Oral traditions allude to the presence of little red men, the Gwé-Gwé or Guéwé, who supposedly occupied the land before time was reckoned. This population, which has left only a mythical memory, disappeared with the arrival of the ancestors of the oldest Fali, the Ngomma. It was they who founded the modern villages of which the most ancient, now ruined, Tìmpil, was the capital. Many accounts also allude to the Sao, who developed a brilliant civilization on the periphery of Lake Chad from the tenth to the sixteenth centuries and who, upon the destruction of their villages by the sovereign of Bornu, are thought to have taken refuge in the region. Their influence is proven by numerous necropolises composed of very characteristic tomb jars.

The first half of the eighteenth century (a date obtained by genealogical cross-checking) was marked by a large movement of populations, triggered by the arrival of two groups of southern origin, the Woptshi and the Tshalo. Their arrival also corresponds to a radical change in the type of burial. In the nineteenth century, following the Peul invasion, portions of neighboring ethnic groups (such as the Mundang, Njay, and Bata) attempted to incorporate themselves into the populations already in place.

In 1912 the Fali fiercely resisted the German colonizers. Under French influence (1916-1960), their territories, which were supervised but often not checked upon, consisted of independent subdivisions directly under the colonial administration (heads of subdivisions) and administered subdivisions placed more or less voluntarily under the trusteeship of Peul sultans.

Catholic and Protestant missions have had little success in making conversions.

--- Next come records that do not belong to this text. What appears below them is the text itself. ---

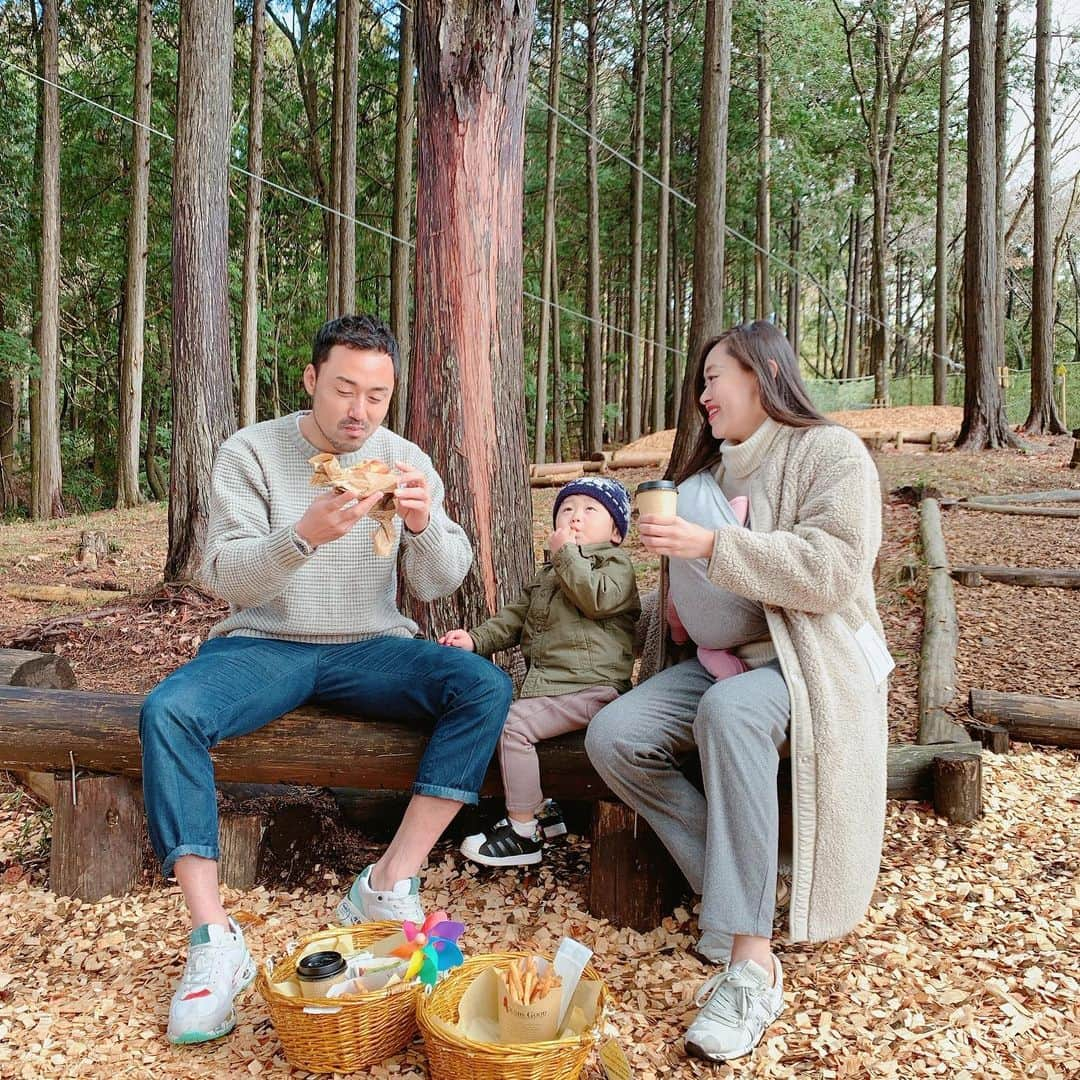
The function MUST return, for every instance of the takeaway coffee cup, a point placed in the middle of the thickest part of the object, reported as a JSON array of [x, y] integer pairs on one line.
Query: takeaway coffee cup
[[657, 497], [318, 972]]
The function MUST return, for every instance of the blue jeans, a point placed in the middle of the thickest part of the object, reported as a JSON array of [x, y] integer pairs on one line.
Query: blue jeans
[[235, 685]]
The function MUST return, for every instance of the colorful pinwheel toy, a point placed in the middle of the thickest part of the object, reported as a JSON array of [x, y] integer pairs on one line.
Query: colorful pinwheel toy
[[430, 948]]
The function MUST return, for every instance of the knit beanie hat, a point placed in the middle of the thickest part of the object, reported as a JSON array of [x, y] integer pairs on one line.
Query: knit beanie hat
[[607, 491]]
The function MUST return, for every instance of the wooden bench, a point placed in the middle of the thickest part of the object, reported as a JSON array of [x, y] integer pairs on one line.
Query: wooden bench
[[98, 827]]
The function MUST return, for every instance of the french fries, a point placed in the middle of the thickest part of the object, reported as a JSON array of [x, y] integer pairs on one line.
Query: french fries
[[525, 985]]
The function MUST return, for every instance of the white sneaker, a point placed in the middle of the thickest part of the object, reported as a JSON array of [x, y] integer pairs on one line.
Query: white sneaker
[[738, 1006], [218, 968], [365, 904]]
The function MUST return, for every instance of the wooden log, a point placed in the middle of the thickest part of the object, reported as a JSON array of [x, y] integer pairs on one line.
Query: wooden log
[[632, 879], [555, 480], [958, 788], [98, 838], [1058, 495], [557, 468], [240, 839], [988, 508], [43, 670], [638, 459], [63, 594], [968, 576], [994, 737], [932, 535], [1054, 721], [309, 746], [1031, 576], [21, 667]]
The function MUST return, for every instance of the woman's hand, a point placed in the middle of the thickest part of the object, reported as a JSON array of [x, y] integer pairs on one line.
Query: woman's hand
[[458, 639], [675, 537]]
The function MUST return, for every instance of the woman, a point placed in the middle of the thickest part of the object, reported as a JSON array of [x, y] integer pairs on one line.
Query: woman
[[792, 594]]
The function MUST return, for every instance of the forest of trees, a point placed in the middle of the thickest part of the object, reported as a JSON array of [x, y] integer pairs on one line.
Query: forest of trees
[[895, 184]]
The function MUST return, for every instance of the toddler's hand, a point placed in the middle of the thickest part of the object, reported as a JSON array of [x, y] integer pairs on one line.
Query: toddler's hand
[[458, 639], [559, 539]]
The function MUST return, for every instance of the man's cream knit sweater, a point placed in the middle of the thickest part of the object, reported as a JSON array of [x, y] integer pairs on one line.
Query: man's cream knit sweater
[[341, 593]]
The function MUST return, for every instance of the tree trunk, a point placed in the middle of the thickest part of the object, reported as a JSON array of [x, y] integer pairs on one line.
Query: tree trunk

Reading and writing are taught at the village level, especially when such instruction is done as part of the Peul dependency. Primary schooling, although it scarcely touches one child out of five, is nevertheless in full swing. Some scholarships, in the form of aid to the family, permit the most gifted children access to secondary schooling, in neighboring cities. About ten brilliant successes have put Fali students into the higher-education circuit.